その間に当の罪人は、土壇場へ曳かれて行って馬から卸される、卸されたところに磔刑柱《はりつけばしら》が寝ている。下働きと非人と人足の都合六人が、罪人を取って抑えて、これを柱へ縛りつけようというのです。
 ここまではすいすいと運ばれて来たが、いよいよ非人の手で、下へ置かれた磔刑柱の上へ大の字に寝かされ、手は手、足は足で縛りつけられようとする時に、右の罪人が物を言いました。
「お願いがござります」
 検視の役人が聞きとがめて、
「何事じゃ」
「このお縄を、あれにおる娘に、縛らせてやっていただきとうございますんですが……」
「何と?」
「罪ほろぼしでございますからな、あの娘に、親爺を磔刑柱に括《くく》りつけさしていただきとうございます。おころ、おころ」
 罪人は、声高く呼びかけると、手持無沙汰でうろうろしていたさいぜんの尼がかけて来ました。
「おころや、お前、お父《とっ》さんを縛れや」
「え?」
「お役人様にお願い申してあるからな、お父さんをそのお縄でこの柱へ縛れ」
「え?」
「かまわないから縛れ」
 低能ではないが、狼狽《うろた》えきっている小さな尼は、この際、父の命令の意味するところを知らず、役人に向って念を押すことも知らず、あちらを見、こちらを見ていると、罪人がまた下から言いました、
「お父さんが釜うで[#「うで」に傍点]になれば、お前も抱いて行くのだが、お父さん一人のお仕置で済むというのは御時世のお慈悲と、それからお前のころものおかげだ、罪ほろぼしにお父さんを縛れ、ここでお父さんの言う通りになるのが本当の孝行というものだぞ、お役人様にお願い申してあるから、縛れ、お前のために捕まって、お前の手で縛られてこそ、このお父さんが浮べるというものだ、いいから縛んな」
 その時、検視の役人が二三、こそこそと額を鳩《あつ》めました。まもなく、右の小さい尼は、別な人に促されて、退引《のっぴき》ならず数珠《じゅず》を納めて縄をとりあげたものです。

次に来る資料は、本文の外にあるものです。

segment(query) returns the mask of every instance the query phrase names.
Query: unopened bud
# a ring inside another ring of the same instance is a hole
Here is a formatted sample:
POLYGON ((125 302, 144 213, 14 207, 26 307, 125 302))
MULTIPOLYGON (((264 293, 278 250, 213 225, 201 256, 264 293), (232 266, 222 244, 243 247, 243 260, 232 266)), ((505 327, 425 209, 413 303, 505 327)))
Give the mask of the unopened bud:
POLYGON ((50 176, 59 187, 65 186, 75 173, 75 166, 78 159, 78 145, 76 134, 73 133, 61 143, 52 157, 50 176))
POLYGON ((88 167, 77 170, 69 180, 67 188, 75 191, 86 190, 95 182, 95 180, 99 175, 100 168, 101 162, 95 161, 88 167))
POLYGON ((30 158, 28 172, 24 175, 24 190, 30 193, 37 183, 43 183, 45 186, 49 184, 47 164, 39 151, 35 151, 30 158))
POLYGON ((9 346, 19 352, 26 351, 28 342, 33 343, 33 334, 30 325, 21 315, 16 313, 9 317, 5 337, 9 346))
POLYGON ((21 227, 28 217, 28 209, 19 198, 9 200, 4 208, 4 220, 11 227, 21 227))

 まもなく、見物の群集の眼は、この小さな尼が、磔刑柱に載せた人間の五体の間を立ちめぐって、しきりに働いているのを見ました。
 言いつけられた通り、素直に罪人なる父を磔刑柱に縛りつけているのです。と言ったところで、罪人を磔刑柱に縛りつけるには、また縛りつけるで一定の方式がある。